The right boat: The bigger the boat, the more gear you can bring. Crossover-style kayaks are ideal for multi-day river trips with moderate whitewater. I paddle Liquidlogic’s Remix XP10, a capable boat designed with an easy-packing stern hatch that increases storage and keeps gear more accessible.

Customize: Removing sections of your kayak’s foam bulkhead adds lots of extra storage. I cut off the end of mine so that I can pack the bow section full of gear, and also cut out a notch between my knees for my camera bag. And if you don’t need your float-bags, give that space to your camping gear.

Only light essentials: A tarp is lighter than a tent. Campfires save the need to bring gas and a stove, and a half-gallon of vodka goes much farther than a six-pack of beer. My essentials: water filtration/disinfectant system; shelter (tarp, tent or wigwam); food; cooking gear (pot, bowls, spoon, cup, stove and gas, if necessary); sleeping bag and Therm-a-Rest. Gorilla duct tape and a Leatherman will secure your car bumper or fix a leaking boat.

Only the best food: Leave the ramen noodles and load up on the veggies (onions and other root vegetables will last). For breakfast, think pancakes with syrup, oatmeal with dried fruit and brown sugar. Lunch: tomato-avocado-cheese sandwiches, trail mix, chocolate (lots of it) and granola bars. Dinner: couscous and mushrooms, pesto tortellini with sautéed onions and parmesan cheese, chili (dry mix) and rice.

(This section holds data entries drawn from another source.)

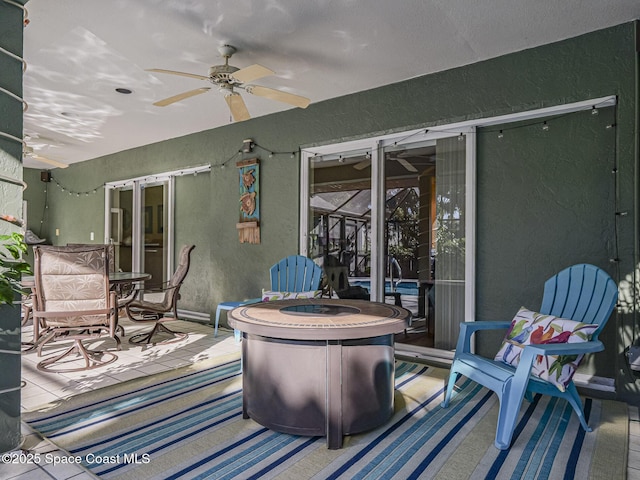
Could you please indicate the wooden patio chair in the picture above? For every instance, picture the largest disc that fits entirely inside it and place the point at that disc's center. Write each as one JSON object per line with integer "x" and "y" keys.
{"x": 155, "y": 311}
{"x": 72, "y": 301}
{"x": 524, "y": 365}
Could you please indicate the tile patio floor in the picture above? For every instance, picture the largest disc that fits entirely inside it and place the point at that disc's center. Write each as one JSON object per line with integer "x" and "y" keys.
{"x": 135, "y": 361}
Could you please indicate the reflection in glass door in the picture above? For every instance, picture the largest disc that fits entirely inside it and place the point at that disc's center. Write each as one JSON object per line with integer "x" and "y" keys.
{"x": 137, "y": 227}
{"x": 154, "y": 235}
{"x": 122, "y": 227}
{"x": 405, "y": 245}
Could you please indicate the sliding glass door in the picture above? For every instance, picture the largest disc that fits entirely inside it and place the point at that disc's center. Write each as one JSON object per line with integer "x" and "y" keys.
{"x": 137, "y": 226}
{"x": 389, "y": 220}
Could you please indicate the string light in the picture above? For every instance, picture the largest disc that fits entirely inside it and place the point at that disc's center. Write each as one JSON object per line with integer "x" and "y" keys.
{"x": 73, "y": 192}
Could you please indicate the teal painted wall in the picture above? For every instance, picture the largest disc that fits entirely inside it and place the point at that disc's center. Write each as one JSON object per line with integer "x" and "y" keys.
{"x": 11, "y": 26}
{"x": 565, "y": 175}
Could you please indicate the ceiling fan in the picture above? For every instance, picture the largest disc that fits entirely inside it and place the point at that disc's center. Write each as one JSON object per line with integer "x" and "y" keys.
{"x": 228, "y": 79}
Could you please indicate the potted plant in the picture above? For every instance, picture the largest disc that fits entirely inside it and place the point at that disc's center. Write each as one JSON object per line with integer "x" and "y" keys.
{"x": 12, "y": 247}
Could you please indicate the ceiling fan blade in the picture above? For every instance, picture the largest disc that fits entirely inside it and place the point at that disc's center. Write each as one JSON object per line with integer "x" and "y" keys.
{"x": 181, "y": 96}
{"x": 173, "y": 72}
{"x": 406, "y": 164}
{"x": 238, "y": 108}
{"x": 363, "y": 164}
{"x": 290, "y": 98}
{"x": 251, "y": 73}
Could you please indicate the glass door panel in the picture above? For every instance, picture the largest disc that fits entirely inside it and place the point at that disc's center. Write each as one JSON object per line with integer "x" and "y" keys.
{"x": 137, "y": 225}
{"x": 409, "y": 180}
{"x": 340, "y": 221}
{"x": 121, "y": 233}
{"x": 155, "y": 245}
{"x": 450, "y": 241}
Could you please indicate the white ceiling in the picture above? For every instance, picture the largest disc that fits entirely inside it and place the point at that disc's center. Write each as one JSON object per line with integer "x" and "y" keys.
{"x": 79, "y": 52}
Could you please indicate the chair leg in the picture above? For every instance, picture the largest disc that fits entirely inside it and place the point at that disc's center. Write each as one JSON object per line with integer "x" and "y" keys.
{"x": 159, "y": 328}
{"x": 453, "y": 378}
{"x": 215, "y": 328}
{"x": 91, "y": 359}
{"x": 573, "y": 397}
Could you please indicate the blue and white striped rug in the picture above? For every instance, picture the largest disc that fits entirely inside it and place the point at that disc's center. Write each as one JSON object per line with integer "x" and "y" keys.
{"x": 188, "y": 424}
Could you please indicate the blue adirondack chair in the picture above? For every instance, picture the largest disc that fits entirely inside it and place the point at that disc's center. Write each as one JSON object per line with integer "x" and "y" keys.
{"x": 294, "y": 273}
{"x": 582, "y": 293}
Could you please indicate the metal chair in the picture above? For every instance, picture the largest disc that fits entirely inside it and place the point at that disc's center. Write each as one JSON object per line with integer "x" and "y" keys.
{"x": 583, "y": 293}
{"x": 72, "y": 301}
{"x": 149, "y": 311}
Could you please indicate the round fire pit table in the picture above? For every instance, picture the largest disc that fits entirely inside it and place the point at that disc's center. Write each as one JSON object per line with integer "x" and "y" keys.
{"x": 318, "y": 367}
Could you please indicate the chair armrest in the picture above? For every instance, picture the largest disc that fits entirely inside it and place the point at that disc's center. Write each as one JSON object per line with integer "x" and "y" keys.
{"x": 566, "y": 348}
{"x": 469, "y": 328}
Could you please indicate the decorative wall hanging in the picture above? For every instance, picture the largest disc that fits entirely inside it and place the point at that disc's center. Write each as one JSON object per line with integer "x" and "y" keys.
{"x": 249, "y": 224}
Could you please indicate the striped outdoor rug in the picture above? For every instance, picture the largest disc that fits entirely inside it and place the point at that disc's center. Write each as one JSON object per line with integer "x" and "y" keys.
{"x": 188, "y": 424}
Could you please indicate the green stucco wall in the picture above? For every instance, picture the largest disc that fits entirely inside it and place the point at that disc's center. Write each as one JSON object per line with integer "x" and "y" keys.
{"x": 565, "y": 176}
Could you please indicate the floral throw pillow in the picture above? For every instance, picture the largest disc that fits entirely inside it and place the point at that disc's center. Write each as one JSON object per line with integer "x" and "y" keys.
{"x": 532, "y": 328}
{"x": 268, "y": 296}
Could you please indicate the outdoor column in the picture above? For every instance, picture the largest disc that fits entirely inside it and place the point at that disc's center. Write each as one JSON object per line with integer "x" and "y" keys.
{"x": 11, "y": 108}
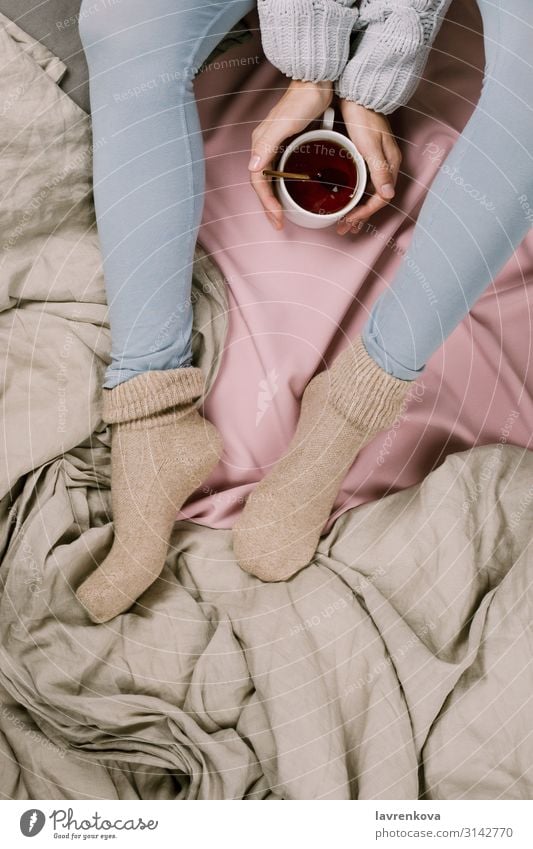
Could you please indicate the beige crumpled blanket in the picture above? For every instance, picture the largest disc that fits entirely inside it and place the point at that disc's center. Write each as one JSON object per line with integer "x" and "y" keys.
{"x": 397, "y": 664}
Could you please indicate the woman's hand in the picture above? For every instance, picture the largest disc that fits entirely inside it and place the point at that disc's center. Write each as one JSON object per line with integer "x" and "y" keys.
{"x": 371, "y": 134}
{"x": 301, "y": 104}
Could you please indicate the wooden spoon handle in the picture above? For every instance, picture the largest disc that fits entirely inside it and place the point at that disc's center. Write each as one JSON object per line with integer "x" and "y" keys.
{"x": 287, "y": 175}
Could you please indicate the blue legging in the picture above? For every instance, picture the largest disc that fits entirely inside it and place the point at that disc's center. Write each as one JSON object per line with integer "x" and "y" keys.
{"x": 477, "y": 211}
{"x": 149, "y": 166}
{"x": 149, "y": 183}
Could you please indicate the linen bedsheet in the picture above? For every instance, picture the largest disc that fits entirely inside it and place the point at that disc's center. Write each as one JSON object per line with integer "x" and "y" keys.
{"x": 397, "y": 665}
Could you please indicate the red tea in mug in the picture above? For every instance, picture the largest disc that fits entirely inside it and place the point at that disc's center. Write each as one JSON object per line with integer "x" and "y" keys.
{"x": 333, "y": 175}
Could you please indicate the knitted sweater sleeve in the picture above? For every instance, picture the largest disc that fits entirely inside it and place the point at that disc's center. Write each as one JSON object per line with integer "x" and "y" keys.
{"x": 307, "y": 39}
{"x": 390, "y": 51}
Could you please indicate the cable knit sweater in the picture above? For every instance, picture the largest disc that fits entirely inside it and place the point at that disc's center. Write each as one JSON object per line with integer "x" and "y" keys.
{"x": 374, "y": 50}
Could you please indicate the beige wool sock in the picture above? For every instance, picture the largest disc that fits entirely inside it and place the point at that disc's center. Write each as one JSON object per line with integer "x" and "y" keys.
{"x": 161, "y": 451}
{"x": 342, "y": 409}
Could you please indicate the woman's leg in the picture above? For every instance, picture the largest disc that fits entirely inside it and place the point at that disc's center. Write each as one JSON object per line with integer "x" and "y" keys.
{"x": 149, "y": 166}
{"x": 477, "y": 212}
{"x": 148, "y": 187}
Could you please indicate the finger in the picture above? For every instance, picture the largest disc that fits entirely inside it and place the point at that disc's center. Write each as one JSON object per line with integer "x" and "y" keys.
{"x": 361, "y": 213}
{"x": 394, "y": 156}
{"x": 272, "y": 206}
{"x": 380, "y": 171}
{"x": 270, "y": 135}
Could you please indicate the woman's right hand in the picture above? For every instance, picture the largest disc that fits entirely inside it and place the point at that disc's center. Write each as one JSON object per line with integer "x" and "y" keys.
{"x": 302, "y": 103}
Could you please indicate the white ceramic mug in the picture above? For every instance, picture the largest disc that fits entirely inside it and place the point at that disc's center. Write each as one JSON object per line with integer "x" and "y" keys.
{"x": 293, "y": 211}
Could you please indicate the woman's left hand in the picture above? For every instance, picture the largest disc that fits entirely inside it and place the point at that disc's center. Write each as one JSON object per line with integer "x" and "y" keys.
{"x": 301, "y": 103}
{"x": 372, "y": 135}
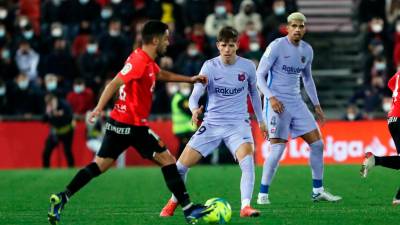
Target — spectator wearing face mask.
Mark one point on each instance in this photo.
(27, 60)
(24, 97)
(182, 125)
(215, 21)
(81, 98)
(81, 40)
(8, 68)
(247, 13)
(92, 65)
(190, 61)
(115, 46)
(51, 86)
(60, 118)
(352, 113)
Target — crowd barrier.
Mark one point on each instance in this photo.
(22, 143)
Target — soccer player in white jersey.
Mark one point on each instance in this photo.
(230, 80)
(285, 60)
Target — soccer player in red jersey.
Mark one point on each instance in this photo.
(128, 125)
(392, 162)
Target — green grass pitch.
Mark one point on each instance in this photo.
(135, 196)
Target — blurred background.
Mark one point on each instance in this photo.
(71, 49)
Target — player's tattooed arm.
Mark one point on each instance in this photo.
(168, 76)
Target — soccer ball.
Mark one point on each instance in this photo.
(221, 213)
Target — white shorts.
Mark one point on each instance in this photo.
(209, 136)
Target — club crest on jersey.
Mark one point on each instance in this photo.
(126, 69)
(303, 59)
(241, 77)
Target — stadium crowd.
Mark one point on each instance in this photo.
(380, 27)
(71, 48)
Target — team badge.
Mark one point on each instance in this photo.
(241, 77)
(126, 69)
(303, 59)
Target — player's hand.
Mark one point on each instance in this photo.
(199, 79)
(320, 114)
(276, 105)
(264, 129)
(93, 115)
(196, 113)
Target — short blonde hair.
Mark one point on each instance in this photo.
(296, 16)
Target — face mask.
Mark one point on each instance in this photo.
(186, 91)
(5, 54)
(114, 33)
(57, 2)
(56, 32)
(3, 13)
(2, 91)
(251, 33)
(91, 48)
(2, 32)
(398, 28)
(254, 47)
(280, 10)
(23, 22)
(51, 85)
(386, 106)
(23, 85)
(28, 34)
(83, 2)
(172, 89)
(376, 28)
(106, 13)
(193, 52)
(220, 10)
(380, 66)
(351, 116)
(78, 89)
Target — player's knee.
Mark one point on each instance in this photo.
(164, 158)
(317, 146)
(182, 169)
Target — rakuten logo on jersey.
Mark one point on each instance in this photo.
(228, 91)
(291, 69)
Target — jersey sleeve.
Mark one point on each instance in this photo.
(198, 89)
(267, 61)
(133, 69)
(254, 95)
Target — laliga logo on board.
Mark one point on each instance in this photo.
(338, 150)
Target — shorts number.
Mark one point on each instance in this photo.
(201, 130)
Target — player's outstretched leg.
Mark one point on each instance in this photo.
(269, 170)
(317, 168)
(58, 201)
(370, 160)
(176, 185)
(172, 204)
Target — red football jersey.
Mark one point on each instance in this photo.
(136, 95)
(394, 85)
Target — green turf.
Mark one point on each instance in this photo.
(135, 196)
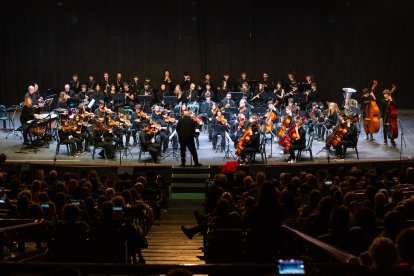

Decisions: Now put all your gear into three piles: 1. Things you need (the essentials); 2. Things you think you need (that extra fleece in case it gets unusually cold); 3. Things you want (camera, alcohol). Now take all of the first pile, none of the second and one of the third.

Pack smart: First, make sure your bags are sturdy and dry (not all bags are created equal—check out Watershed’s cone-shaped Futa Stowfloats designed for a kayak’s stern). Now here’s the trick: Fill the drybag up once it’s already in the boat. Only fill with things that must stay dry; squeeze the other items in cracks. If you need more room or access to something, pack a bag between your legs.

Pack evenly: The novice mistake is to pack the stern too heavy. Weight in the bow helps you track straight and punch through holes. This is where I store small, heavy items that can get wet: Dutch oven, canned foods and alcohol. Finally, make sure to strap your bags in to make sure they stay put, should you take a swim.

—C&K contributing photographer Erik Boomer, 26, has packed his kayaks for everything from one-day descents of the Grand Canyon of the Stikine to the historic 104-day circumnavigation of Ellesmere Island that he and Jon Turk completed last summer.